Sequence numbers + reorder buffer. Each event has a global sequence. Subscribers buffer and reassemble in order. Adds latency = max network jitter.
External total-order broker. Use a single-partition Kafka topic or Raft log. Every subscriber consumes from the same log in the same order. Definitive but expensive.

Most "total order" requirements are actually "per-key order" — much easier with partitioned logs.

Q39. How would you measure whether your broadcast Hub is the bottleneck?¶

Run pprof under load. The Hub is the bottleneck if: - A significant chunk of CPU time is in hub.Publish (especially in the loop and the channel send). - Goroutines pile up blocked on sub.ch <- v (visible in pprof -goroutine). - Lock contention is high (pprof -mutex).

If the bottleneck is elsewhere (handlers, network), Hub optimisations are wasted work. Measure first.

Q40. Critique this senior-engineer claim: "We should always use Cond.Broadcast instead of close because it's faster."¶

False in practice. Channels with close give you: - select integration. - context.Context cancellation. - pprof visibility into who is blocked where. - Type safety on the carried value.

Cond.Broadcast is faster in narrow microbenchmarks but you give up all of the above.
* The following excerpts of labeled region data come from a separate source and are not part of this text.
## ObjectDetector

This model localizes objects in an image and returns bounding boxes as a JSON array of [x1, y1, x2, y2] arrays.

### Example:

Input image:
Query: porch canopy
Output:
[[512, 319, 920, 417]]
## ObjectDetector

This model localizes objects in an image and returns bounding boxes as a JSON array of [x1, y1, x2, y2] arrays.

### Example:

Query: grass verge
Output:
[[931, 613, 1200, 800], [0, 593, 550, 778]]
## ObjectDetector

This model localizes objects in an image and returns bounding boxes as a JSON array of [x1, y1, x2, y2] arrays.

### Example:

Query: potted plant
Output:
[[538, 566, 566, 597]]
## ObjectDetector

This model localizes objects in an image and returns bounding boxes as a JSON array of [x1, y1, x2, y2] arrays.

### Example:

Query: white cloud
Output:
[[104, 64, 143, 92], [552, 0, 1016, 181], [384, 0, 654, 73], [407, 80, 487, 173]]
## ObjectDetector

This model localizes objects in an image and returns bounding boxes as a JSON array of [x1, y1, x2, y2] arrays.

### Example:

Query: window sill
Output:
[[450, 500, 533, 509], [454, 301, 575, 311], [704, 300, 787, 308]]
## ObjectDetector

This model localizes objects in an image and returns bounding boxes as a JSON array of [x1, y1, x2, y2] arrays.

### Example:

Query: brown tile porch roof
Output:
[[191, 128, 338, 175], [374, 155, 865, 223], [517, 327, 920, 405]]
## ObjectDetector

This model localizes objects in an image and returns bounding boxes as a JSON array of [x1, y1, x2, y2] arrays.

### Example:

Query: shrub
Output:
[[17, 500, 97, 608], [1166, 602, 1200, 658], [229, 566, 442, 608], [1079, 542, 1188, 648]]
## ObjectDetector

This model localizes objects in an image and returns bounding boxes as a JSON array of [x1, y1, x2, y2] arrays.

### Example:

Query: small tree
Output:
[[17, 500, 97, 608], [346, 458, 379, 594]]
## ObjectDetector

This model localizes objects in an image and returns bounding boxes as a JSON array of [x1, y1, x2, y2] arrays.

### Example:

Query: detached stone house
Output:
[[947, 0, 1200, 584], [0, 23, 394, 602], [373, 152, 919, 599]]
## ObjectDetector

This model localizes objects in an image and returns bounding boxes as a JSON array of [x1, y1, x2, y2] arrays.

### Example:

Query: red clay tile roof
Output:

The right test: does your hottest broadcast actually appear in a profile? In production code, the answer is almost always no. Choose channels; choose Cond only when the predicate is complex shared state.

Summary¶

Interview questions on broadcast fan from "what does close do?" at the junior level to "design a globally ordered cluster-wide broadcast" at staff. The progression matches the file sequence: junior idiomatic Go, middle library design, senior production hardening, staff architectural choice. Mastery means being able to pick the right tool for the rate, durability, and latency requirements — and to recognise when a "broadcast" problem is actually a pipeline or fan-out problem in disguise.